Shannenhouse contempló durante un minuto el cielo sin nubes, el viento suave del sudeste. Habían tenido un hombre del tiempo, Brodie, pero incluso cuando este estaba vivo, Shannenhouse había despreciado su consejo y se había mostrado de acuerdo con su viejo amigo Lincoln Ellsworth en que en aquel lugar nadie podía predecir el tiempo que iba a hacer. Mientras fueran capaces de hacer despegar el avión, se podían marchar. Se quejaba de problemas intestinales, y después Joe diría en su informe que había visto a Shannenhouse un poco pálido, pero lo había atribuido a la bebida. Subieron el tractor una vez más por la rampa y lo engancharon al avión. Aquella vez el cabrestante funcionó correctamente y pudieron sacar el aparato a la superficie. Mientras Shannenhouse se ponía a calentar los motores y a preparar el avión, Joe cargó sus cosas. Cerraron todas las trampillas de los edificios y echaron un vistazo al lugar que había sido su hogar durante los últimos nueve meses.
—Me alegro de largarme de aquí —dijo Shannenhouse—. Aunque me gustaría ir a un sitio distinto.
Joe fue a la punta del ala donde estaba Ostra. Con las prisas, Shannenhouse no había hecho un trabajo muy bueno y la piel parecía a medio curtir y colgaba un poco suelta y arrugada sobre la estructura. Todo el aeroplano tenía pinta de animal ruano, con parches de color castaño rojizo de piel de foca cosidos sobre un fondo gris plateado, como si estuviera salpicado de sangre. Donde estaban las pieles de perro, el avión parecía descolorido y enfermo.
—Ahora o nunca, tontín —dijo Shannenhouse. Le puso una mano en el costado.
Treinta segundos más tarde, estaban dando tumbos y patinando por un suelo tan destartalado y brillante como una barra de caramelo, y luego algo pareció ponerles la mano debajo y elevarlos. Shannenhouse soltó un grito de cowboy, algo tímido.
—Nunca va a saber qué fue lo que se lo cargó —gritó para hacerse oír por encima del coro basso profondo de los dos motores Cyclon.

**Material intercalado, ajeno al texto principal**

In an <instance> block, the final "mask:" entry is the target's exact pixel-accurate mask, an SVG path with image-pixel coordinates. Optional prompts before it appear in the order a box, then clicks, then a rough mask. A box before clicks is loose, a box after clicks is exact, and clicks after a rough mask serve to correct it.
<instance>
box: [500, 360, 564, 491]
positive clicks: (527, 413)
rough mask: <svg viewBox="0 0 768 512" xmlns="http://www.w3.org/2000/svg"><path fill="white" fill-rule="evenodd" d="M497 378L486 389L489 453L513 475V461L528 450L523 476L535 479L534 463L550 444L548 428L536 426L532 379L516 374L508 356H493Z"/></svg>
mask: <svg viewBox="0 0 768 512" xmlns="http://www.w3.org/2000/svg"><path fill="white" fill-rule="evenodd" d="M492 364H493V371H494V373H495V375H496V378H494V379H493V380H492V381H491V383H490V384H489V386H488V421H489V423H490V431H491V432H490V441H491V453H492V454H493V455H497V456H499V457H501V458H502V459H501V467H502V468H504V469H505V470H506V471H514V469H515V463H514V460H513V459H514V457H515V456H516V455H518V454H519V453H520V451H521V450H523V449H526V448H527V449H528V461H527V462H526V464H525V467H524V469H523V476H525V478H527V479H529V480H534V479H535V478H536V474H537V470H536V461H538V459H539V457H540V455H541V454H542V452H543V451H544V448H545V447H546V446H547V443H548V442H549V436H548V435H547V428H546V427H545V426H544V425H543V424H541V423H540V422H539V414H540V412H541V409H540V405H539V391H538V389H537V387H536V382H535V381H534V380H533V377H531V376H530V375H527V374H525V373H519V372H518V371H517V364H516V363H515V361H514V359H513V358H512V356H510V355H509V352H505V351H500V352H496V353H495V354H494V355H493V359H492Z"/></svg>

Joe no dijo nada. Nunca le dijo a Shannenhouse que la noche antes, justo antes de meterse en su saco de dormir, había roto la barrera ficticia invisible que hasta entonces había mantenido entre la Estación Kelvinator y Jotunheim: había transmitido las siguientes cuatro palabras al geólogo, en texto alemán sin encriptar, en una de las frecuencias usadas regularmente por Berlín para contactar con él:
VAMOS A POR TI
Nunca habría sido capaz de explicar a Shannenhouse el nudo de tristeza, remordimientos y deseo de atormentar y aterrorizar que había dado lugar a aquella advertencia. En todo caso, habría sido superfluo intentarlo, ya que el tercer día de su viaje, en una tienda plantada en una meseta al abrigo de las montañas Eternity, a Shannenhouse le estalló el apéndice.